Thursday, September 8, 2022

[FIXED] Pytorch backward does not compute the gradients for requested variables

September 08, 2022 machine-learning, python, pytorch, pytorch-lightning No comments

Issue

I'm trying to train a resnet18 model on pytorch (+pytorch-lightning) with the use of Virtual Adversarial Training. During the computations required for this type of training I need to obtain the gradient of D (ie. the cross-entropy loss of the model) with regard to tensor r.

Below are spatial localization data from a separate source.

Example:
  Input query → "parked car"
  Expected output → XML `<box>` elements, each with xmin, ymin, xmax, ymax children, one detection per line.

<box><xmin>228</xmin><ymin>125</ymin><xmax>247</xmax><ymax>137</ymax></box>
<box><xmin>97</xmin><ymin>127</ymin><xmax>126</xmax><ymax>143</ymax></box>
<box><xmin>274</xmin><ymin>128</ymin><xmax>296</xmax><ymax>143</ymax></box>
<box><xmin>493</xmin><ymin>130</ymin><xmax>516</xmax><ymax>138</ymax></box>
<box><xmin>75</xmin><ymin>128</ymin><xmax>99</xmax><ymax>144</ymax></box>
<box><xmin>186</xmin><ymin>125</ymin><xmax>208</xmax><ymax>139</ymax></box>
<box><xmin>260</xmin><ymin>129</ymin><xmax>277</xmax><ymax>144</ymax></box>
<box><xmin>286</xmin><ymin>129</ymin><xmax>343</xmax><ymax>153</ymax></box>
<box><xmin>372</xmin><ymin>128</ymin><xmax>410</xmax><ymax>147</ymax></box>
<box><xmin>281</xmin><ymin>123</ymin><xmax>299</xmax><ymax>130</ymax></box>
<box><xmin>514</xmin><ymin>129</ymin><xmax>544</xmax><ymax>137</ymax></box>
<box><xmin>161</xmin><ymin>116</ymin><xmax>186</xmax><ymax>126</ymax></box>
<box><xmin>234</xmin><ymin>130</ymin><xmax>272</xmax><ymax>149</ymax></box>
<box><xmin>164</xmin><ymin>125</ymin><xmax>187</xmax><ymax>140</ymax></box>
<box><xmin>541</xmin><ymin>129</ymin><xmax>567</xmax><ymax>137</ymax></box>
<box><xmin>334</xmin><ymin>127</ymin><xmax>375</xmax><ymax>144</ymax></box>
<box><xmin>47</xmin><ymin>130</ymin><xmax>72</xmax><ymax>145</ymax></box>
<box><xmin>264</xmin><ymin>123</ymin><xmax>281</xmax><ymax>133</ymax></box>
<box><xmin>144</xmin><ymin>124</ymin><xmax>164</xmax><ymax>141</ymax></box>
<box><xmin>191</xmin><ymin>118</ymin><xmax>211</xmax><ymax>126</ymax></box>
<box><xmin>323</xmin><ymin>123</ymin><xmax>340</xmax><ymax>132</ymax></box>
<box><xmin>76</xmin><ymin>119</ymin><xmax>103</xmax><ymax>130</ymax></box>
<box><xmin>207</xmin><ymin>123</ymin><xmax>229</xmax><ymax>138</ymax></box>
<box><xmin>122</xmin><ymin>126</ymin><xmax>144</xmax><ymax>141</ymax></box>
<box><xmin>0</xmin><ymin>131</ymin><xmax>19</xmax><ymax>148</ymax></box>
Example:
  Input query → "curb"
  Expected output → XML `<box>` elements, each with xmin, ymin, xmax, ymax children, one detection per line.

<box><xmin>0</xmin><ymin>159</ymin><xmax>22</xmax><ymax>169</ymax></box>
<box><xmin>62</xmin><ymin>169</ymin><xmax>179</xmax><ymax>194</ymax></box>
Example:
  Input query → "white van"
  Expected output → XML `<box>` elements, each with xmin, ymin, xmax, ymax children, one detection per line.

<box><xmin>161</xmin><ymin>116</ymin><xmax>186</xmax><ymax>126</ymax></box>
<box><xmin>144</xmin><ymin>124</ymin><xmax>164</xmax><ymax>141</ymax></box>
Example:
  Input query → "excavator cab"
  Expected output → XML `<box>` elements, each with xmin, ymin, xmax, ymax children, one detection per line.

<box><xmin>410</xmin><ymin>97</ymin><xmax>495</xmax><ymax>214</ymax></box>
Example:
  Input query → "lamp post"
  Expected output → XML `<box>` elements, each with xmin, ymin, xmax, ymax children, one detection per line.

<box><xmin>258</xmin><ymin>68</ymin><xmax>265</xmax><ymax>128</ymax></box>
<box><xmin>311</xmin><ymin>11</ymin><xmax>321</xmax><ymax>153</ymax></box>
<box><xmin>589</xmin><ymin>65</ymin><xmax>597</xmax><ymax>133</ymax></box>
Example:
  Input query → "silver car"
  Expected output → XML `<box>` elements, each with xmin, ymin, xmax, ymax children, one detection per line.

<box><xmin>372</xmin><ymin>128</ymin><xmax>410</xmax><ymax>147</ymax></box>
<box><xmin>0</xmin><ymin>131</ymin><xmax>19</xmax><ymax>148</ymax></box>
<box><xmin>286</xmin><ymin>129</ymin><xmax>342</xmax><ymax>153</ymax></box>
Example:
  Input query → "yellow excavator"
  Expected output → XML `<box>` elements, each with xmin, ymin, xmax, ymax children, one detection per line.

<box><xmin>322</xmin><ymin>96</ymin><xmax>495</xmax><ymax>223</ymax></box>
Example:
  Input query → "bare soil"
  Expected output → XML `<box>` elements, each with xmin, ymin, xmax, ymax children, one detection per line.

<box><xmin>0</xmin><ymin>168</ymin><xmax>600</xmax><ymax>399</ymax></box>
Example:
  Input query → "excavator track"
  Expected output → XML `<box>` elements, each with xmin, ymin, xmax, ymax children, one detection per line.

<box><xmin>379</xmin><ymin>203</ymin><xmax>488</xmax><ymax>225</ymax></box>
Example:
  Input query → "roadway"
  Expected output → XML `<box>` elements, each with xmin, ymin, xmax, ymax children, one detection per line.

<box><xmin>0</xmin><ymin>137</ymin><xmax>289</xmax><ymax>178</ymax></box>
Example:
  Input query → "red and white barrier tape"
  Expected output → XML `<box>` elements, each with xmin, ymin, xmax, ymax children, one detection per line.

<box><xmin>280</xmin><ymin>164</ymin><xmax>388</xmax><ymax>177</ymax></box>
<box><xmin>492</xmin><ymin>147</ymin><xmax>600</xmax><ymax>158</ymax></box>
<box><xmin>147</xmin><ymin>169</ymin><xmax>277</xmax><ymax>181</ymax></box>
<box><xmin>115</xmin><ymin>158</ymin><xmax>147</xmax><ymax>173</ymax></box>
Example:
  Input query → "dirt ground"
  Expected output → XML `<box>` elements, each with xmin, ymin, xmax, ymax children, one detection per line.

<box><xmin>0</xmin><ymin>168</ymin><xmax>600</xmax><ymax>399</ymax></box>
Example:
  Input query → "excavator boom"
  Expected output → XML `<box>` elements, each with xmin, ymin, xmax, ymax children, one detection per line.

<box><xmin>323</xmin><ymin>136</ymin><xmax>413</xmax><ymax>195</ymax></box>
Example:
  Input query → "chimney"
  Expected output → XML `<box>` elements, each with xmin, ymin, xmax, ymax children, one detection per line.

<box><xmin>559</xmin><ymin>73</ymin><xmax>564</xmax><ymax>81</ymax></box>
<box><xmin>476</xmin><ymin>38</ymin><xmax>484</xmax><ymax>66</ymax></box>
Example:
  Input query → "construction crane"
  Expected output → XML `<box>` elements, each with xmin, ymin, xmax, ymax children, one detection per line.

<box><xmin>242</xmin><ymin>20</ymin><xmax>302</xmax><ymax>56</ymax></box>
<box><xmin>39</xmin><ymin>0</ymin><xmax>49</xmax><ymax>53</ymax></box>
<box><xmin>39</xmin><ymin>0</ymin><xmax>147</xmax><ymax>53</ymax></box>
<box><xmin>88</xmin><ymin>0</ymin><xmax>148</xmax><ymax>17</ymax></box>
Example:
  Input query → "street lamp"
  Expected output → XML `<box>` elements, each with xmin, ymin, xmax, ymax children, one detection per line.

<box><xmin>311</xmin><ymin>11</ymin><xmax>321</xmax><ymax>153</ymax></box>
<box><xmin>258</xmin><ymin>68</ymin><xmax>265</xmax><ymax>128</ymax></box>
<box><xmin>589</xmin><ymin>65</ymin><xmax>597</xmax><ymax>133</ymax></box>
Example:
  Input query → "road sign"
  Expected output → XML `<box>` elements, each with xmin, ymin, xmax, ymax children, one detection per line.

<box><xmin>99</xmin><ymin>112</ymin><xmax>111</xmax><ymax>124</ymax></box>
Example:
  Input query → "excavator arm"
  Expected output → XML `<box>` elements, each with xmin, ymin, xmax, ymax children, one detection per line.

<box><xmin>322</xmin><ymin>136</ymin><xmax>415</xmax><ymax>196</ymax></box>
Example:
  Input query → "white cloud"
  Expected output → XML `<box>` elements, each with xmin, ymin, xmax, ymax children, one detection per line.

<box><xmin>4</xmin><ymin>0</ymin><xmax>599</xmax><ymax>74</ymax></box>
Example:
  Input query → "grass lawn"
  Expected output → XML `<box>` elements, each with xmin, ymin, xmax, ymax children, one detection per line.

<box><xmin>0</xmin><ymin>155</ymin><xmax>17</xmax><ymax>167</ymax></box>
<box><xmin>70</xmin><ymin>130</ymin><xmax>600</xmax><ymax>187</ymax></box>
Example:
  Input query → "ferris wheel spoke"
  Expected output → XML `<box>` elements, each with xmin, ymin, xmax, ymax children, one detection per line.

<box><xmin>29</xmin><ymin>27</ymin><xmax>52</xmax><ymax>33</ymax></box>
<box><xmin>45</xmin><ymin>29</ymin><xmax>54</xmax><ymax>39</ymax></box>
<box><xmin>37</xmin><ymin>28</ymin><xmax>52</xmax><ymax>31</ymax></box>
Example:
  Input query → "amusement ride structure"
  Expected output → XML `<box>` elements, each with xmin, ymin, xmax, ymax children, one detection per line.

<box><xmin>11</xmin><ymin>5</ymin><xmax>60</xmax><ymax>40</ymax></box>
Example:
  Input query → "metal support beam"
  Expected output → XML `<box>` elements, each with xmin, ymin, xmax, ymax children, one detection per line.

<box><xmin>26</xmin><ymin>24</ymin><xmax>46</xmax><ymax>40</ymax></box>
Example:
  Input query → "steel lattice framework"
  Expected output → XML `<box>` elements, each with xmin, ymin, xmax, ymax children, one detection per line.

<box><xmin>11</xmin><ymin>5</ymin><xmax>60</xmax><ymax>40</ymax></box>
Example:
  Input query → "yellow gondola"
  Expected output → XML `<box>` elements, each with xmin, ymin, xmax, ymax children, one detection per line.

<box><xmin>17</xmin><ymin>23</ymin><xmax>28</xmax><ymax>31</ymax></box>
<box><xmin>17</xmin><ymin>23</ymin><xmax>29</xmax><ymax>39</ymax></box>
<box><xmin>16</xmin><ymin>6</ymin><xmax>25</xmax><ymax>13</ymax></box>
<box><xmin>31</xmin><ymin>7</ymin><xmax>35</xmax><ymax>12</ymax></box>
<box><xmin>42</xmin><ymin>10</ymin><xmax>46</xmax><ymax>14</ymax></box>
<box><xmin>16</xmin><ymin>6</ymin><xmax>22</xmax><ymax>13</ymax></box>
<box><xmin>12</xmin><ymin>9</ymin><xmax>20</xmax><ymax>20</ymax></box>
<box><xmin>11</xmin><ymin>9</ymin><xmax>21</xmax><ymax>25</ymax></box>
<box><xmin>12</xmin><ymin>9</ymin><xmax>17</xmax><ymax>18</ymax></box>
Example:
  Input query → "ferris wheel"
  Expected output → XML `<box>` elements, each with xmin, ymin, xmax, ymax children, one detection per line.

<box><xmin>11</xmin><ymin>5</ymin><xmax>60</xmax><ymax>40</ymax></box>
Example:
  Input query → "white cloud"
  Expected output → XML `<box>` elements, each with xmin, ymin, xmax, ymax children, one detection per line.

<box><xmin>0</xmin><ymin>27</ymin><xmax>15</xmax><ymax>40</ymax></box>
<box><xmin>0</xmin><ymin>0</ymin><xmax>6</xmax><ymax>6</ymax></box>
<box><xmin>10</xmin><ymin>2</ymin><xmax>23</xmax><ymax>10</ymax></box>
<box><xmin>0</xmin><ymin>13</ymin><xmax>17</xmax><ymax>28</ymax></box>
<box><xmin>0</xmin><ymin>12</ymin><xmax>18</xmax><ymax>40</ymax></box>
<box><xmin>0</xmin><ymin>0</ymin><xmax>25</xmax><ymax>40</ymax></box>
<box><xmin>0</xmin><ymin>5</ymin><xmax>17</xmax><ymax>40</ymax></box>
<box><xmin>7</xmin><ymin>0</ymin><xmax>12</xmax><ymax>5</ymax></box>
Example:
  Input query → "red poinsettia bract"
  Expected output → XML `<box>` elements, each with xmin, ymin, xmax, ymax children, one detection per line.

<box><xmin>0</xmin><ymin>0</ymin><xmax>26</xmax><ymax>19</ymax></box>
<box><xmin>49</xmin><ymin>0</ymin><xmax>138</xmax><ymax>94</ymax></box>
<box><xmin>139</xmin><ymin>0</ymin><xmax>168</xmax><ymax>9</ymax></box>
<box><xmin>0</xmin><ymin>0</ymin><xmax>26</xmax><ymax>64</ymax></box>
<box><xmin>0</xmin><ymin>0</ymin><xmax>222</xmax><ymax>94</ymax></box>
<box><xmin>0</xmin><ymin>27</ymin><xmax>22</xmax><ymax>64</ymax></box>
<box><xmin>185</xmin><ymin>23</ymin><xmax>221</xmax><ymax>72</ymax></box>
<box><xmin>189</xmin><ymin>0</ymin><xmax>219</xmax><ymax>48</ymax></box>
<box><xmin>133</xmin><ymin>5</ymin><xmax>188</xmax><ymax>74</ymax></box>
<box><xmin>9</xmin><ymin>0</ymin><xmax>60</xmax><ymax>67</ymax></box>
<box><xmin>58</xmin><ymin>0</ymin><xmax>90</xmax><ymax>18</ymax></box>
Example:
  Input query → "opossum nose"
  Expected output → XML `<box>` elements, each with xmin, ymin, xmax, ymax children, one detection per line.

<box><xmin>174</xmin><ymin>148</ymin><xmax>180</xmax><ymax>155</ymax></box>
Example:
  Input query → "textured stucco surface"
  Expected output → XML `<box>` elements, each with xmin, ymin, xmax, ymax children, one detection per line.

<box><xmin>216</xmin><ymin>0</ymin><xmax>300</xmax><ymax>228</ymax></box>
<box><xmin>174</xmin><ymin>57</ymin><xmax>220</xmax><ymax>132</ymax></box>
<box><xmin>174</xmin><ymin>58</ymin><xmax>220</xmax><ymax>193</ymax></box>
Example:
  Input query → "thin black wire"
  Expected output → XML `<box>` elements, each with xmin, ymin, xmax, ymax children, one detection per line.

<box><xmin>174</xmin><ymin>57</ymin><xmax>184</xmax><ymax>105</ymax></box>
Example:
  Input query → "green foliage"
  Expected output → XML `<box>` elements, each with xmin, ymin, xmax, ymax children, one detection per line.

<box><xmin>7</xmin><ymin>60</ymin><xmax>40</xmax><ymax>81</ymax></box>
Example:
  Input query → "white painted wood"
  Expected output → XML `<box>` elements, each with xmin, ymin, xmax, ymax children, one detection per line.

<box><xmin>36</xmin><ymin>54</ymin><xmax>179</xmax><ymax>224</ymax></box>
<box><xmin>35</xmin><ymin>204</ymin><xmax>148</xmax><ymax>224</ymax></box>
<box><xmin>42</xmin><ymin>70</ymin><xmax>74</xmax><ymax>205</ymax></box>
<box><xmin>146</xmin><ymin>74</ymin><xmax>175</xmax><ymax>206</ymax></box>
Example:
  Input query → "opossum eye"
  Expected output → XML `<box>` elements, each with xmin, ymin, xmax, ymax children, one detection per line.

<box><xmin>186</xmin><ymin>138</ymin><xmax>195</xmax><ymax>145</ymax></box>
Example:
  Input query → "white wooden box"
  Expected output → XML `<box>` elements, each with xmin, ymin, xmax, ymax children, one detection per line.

This should, in theory, happen in the following code snippet:

def generic_step(self, train_batch, batch_idx, step_type):
    x, y = train_batch
    unlabeled_idx = y is None

    d = torch.rand(x.shape).to(x.device)
    d = d/(torch.norm(d) + 1e-8)

    pred_y = self.classifier(x)
    y[unlabeled_idx] = pred_y[unlabeled_idx]
    l = self.criterion(pred_y, y)
    R_adv = torch.zeros_like(x)
    for _ in range(self.ip):
        r = self.xi * d
        r.requires_grad = True
        pred_hat = self.classifier(x + r)
        # pred_hat = F.log_softmax(pred_hat, dim=1)
        D = self.criterion(pred_hat, pred_y)
        self.classifier.zero_grad()
        D.requires_grad=True
        D.backward()
        R_adv += self.eps * r.grad / (torch.norm(r.grad) + 1e-8)

    R_adv /= 32
    loss = l + R_adv * self.a
    loss.backward()
    self.accuracy[step_type] = self.acc_metric(torch.argmax(pred_y, 1), y)
    return loss

Here, to my understanding, r.grad should in theory be the gradient of D with respect to r. However, the code throws this at D.backward():

RuntimeError: element 0 of tensors does not require grad and does not have a grad_fn (full traceback excluded because this error is not helpful and technically "solved" as I know the cause for it, explained just below)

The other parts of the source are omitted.